Principles of
Software Configuration Management
Software Configuration Management (SCM), or
Software Change Management, as it is sometimes called, consists of four
major activities:
Configuration Identification
This is the process of identifying all of
the components of a project and ensuring that these components can
be found quickly throughout the project life cycle. As was previously
mentioned, a typical extranet project is like a software development
project and is comprised of much more than source code or HTML.
Configuration identification breaks a project into smaller, more manageable
subprojects, such as design documents, special graphic files, and so
forth.
A good automated SCM package will support the mapping of a project
tree, indicating the logical configuration hierarchy, as well as
the directory structure, or physical configuration hierarchy. The version
control and SCM product must be able to cross all departmental boundaries
to include a wide variety of project participants.

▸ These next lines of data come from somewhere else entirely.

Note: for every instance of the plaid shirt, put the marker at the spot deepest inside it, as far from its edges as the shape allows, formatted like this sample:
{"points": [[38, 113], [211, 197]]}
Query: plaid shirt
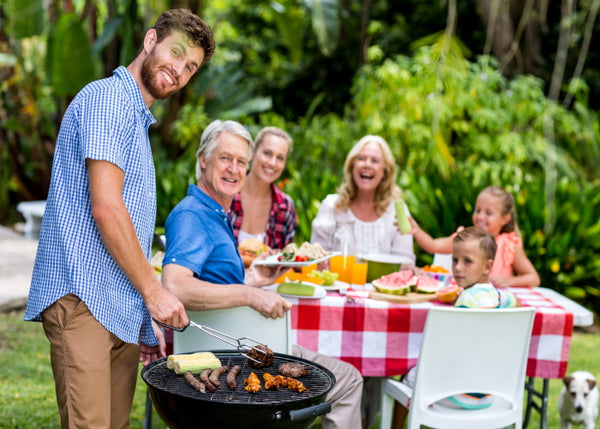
{"points": [[108, 120], [282, 220]]}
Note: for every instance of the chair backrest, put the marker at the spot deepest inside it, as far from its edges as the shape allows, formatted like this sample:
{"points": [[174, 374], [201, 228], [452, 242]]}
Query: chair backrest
{"points": [[236, 322], [472, 350]]}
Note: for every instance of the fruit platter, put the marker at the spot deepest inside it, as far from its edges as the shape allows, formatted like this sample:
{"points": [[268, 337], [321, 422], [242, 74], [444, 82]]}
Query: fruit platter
{"points": [[406, 287]]}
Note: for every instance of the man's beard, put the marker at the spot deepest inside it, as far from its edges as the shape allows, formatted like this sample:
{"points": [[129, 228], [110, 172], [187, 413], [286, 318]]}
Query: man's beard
{"points": [[150, 69]]}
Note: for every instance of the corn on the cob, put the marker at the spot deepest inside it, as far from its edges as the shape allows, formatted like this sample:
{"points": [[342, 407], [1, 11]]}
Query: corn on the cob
{"points": [[194, 363], [296, 289], [188, 356]]}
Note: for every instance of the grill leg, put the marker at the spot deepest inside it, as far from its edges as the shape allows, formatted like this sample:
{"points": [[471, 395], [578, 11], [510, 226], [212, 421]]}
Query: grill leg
{"points": [[148, 412], [542, 407]]}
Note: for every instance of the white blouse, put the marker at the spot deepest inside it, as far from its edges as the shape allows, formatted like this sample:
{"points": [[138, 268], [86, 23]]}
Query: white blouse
{"points": [[379, 236]]}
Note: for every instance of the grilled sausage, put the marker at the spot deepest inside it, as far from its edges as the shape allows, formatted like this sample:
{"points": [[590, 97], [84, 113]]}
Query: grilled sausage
{"points": [[204, 379], [264, 357], [290, 369], [232, 375], [194, 382], [214, 376]]}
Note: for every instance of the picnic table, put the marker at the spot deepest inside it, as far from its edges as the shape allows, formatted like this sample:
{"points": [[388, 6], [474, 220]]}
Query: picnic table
{"points": [[383, 339]]}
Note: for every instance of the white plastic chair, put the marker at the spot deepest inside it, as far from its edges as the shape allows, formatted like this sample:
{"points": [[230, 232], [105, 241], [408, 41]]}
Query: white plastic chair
{"points": [[443, 260], [466, 350]]}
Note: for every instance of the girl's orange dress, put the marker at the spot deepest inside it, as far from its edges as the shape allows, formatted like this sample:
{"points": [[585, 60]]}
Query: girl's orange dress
{"points": [[505, 254]]}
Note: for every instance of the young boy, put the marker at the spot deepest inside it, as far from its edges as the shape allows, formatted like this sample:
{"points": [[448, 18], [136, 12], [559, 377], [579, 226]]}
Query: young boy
{"points": [[473, 251]]}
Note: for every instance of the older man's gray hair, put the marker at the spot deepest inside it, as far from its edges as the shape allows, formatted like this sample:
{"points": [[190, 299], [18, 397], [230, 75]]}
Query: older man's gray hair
{"points": [[208, 141]]}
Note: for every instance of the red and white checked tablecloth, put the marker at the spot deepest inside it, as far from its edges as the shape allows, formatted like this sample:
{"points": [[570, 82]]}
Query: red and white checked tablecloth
{"points": [[383, 339]]}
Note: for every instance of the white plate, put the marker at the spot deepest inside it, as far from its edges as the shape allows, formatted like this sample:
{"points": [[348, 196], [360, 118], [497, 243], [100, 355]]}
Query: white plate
{"points": [[338, 285], [320, 292], [272, 261]]}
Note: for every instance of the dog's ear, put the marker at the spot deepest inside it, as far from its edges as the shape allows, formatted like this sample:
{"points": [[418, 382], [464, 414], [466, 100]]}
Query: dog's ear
{"points": [[567, 379]]}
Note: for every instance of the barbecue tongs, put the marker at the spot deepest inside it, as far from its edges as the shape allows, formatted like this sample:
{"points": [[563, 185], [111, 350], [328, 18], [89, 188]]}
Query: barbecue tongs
{"points": [[238, 343]]}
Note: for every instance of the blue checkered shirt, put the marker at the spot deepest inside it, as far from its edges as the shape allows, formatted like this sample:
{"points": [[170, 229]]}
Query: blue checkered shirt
{"points": [[106, 121]]}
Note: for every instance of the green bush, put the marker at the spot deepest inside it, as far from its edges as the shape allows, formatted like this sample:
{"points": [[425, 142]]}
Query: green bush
{"points": [[452, 135]]}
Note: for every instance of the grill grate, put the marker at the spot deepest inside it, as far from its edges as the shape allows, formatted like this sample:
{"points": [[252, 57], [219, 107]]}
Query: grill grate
{"points": [[317, 380]]}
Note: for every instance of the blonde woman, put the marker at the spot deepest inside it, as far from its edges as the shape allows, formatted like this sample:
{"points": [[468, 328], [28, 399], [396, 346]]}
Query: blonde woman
{"points": [[366, 199], [261, 210]]}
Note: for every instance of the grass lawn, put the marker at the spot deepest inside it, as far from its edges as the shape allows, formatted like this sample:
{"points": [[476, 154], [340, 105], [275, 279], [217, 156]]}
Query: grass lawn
{"points": [[27, 386]]}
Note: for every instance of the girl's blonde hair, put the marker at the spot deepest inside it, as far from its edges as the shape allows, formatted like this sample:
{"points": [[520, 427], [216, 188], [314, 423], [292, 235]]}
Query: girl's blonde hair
{"points": [[507, 203], [386, 191]]}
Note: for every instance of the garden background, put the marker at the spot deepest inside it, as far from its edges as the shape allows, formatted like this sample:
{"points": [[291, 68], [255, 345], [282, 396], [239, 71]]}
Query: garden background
{"points": [[431, 77]]}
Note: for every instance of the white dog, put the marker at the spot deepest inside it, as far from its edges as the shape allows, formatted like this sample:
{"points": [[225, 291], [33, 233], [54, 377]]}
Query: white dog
{"points": [[578, 401]]}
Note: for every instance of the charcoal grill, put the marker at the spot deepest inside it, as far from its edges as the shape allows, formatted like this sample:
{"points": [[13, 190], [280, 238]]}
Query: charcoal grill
{"points": [[182, 407]]}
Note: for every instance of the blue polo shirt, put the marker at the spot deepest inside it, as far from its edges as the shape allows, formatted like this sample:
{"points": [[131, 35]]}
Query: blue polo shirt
{"points": [[108, 120], [200, 238]]}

Configuration Change Control
This important activity coordinates access
to project components among team members so that data don't "fall
through the cracks," become lost, or fall prey to unauthorized
changes. To provide protection from lost changes, most SCM systems offer
a check-in/check-out process that allows write access to a single
user for a project file. Current and previous versions of a file are
identified and tracked, with the ability for a user to request a copy
of a previous version of a file at any time.
Configuration Auditing
Configuration auditing is a process that confirms
that a software or extranet project is on track and that the developers
are building what is actually required. By developing a series of
checklists that specify what components are in a given baseline,
you can audit the degree to which your project is complete.
Configuration Status Accounting
The goal of configuration status accounting
is to record why, when, and by whom a particular change is made
to the source code of a project. In the past, developers would manually
keep notebooks and insert comments into the code, but good SCM systems
keep automated histories of all changes and generate reports
that describe the changes over a period of time.